In February 1912, Franz Reichelt, an impoverished tailor, died after jumping from the first floor of the Eiffel Tower to test his self-designed wearable parachute. The event attracted journalists and a small crowd, having been publicized by Reichelt himself, who intended to make the leap personally rather than using a dummy. His fatal attempt remains a stark reminder of the risks inherent in untested innovations.

Reichelt’s story continues to resonate in contemporary discussions about evidence-based decision-making, particularly the use of randomized controlled trials (RCTs) to evaluate the effectiveness of interventions. While RCTs are widely regarded as the gold standard for establishing causal relationships, their applicability and necessity are still debated across medicine, education, criminal justice, economics, and policy-making.

A notable example highlighting this debate emerged in 2003, when a satirical review published in a medical journal pointed out the absence of RCTs on parachute use to prevent death and severe injury from falls. The authors facetiously challenged proponents of evidence-based medicine to organize such a trial. Fifteen years later, a parody RCT was conducted in which participants jumped from stationary aircraft on the ground, revealing no difference in injury rates between parachute users and non-users. Researchers cautioned that the results were not generalizable to high-altitude jumps, underscoring limitations in extrapolating findings outside study conditions.

These examples illustrate a broader lesson: some technologies or practices, such as parachutes, have benefits regarded as self-evident, making formal trials unnecessary or even unethical. Conversely, RCTs are not infallible; they require careful design and interpretation, and overgeneralization of results can mislead decision-makers and the public. The challenge lies in determining when rigorous experimentation is appropriate and when alternative forms of evidence must suffice.

Advocates for randomized experiments emphasize their power to eliminate confounding factors that obscure true effects. For instance, comparing educational outcomes by simply contrasting different schools does not yield reliable conclusions due to differing contexts. Carefully designed experiments provide clearer insights into causality. Yet, history also reveals that expert consensus can err, as seen in longstanding but unsupported medical practices like bloodletting or routine procedures administered to pregnant women in the 1980s that lacked evidence-based justification.

The COVID-19 pandemic provided a recent example of rapid evidence generation through randomized trials. The Recovery trial demonstrated that dexamethasone, a low-cost steroid, significantly reduced mortality in mechanically ventilated patients. This finding contradicted initial expert skepticism and concerns about immunosuppressive risks, highlighting the value of controlled experimentation even under urgent circumstances. The trial was launched swiftly alongside standard care, enabling life-saving data within months.
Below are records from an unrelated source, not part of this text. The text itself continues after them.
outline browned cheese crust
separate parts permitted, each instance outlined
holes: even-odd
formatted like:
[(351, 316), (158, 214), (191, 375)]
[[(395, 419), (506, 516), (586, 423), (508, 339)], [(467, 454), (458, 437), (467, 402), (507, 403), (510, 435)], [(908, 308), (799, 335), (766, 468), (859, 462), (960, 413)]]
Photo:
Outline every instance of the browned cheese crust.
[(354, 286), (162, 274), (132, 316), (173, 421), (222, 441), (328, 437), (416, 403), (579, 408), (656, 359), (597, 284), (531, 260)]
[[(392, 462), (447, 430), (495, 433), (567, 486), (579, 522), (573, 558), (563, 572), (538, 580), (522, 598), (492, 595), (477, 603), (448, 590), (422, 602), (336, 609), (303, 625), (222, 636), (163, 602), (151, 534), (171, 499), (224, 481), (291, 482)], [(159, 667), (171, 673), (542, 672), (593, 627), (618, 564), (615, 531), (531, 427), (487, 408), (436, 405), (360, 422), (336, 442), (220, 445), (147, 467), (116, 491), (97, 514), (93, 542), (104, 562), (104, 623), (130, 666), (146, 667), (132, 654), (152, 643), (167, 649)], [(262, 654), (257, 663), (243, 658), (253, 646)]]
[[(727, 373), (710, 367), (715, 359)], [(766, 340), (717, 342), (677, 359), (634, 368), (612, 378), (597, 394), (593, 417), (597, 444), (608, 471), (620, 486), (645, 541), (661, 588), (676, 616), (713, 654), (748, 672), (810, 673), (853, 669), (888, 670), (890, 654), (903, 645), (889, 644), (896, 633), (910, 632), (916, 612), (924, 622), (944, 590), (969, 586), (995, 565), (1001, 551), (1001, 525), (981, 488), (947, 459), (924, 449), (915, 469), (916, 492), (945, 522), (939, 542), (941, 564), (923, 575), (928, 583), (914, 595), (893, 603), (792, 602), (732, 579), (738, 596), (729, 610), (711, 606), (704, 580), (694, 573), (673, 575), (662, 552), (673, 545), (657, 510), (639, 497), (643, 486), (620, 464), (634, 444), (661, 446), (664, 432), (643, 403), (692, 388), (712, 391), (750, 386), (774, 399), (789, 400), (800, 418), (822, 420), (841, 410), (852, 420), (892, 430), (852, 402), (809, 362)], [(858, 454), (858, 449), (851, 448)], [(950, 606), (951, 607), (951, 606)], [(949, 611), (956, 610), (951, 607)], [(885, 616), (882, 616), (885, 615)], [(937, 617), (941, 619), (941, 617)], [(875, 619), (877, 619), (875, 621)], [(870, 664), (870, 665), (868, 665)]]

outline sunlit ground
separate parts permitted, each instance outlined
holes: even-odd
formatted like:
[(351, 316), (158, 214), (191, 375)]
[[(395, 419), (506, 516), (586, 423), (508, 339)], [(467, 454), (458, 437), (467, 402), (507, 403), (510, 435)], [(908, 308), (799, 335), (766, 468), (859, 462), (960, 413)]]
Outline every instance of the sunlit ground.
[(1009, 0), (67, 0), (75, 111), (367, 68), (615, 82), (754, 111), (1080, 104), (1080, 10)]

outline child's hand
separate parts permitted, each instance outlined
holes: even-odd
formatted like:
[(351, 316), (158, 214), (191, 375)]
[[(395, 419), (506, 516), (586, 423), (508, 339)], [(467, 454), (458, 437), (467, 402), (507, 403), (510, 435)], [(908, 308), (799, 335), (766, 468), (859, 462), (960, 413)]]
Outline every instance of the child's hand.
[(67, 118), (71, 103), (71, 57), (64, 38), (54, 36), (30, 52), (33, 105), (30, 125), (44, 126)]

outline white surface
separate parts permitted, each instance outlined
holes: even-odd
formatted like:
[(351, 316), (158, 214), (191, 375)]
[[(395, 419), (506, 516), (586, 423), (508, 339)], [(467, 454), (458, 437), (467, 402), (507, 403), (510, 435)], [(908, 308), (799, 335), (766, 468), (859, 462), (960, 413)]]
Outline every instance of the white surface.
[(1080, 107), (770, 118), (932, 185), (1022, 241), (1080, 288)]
When high-quality experimental evidence is unavailable or unattainable, some experts recommend what Helen Pearson terms “aluminium standard” evidence—an approach involving clearly stated hypotheses and the best available data to test causal assumptions. Although less definitive than gold-standard RCTs, such evidence can guide decisions when time or ethical considerations preclude formal trials.

Reichelt’s fatal experiment serves as both a cautionary tale and an impetus to improve how society evaluates novel ideas. While rigorous evidence is invaluable, understanding its limits and complementing it with other forms of inquiry remains critical. Ultimately, recognizing that experts often know less than they presume encourages ongoing skepticism and the judicious application of research methods.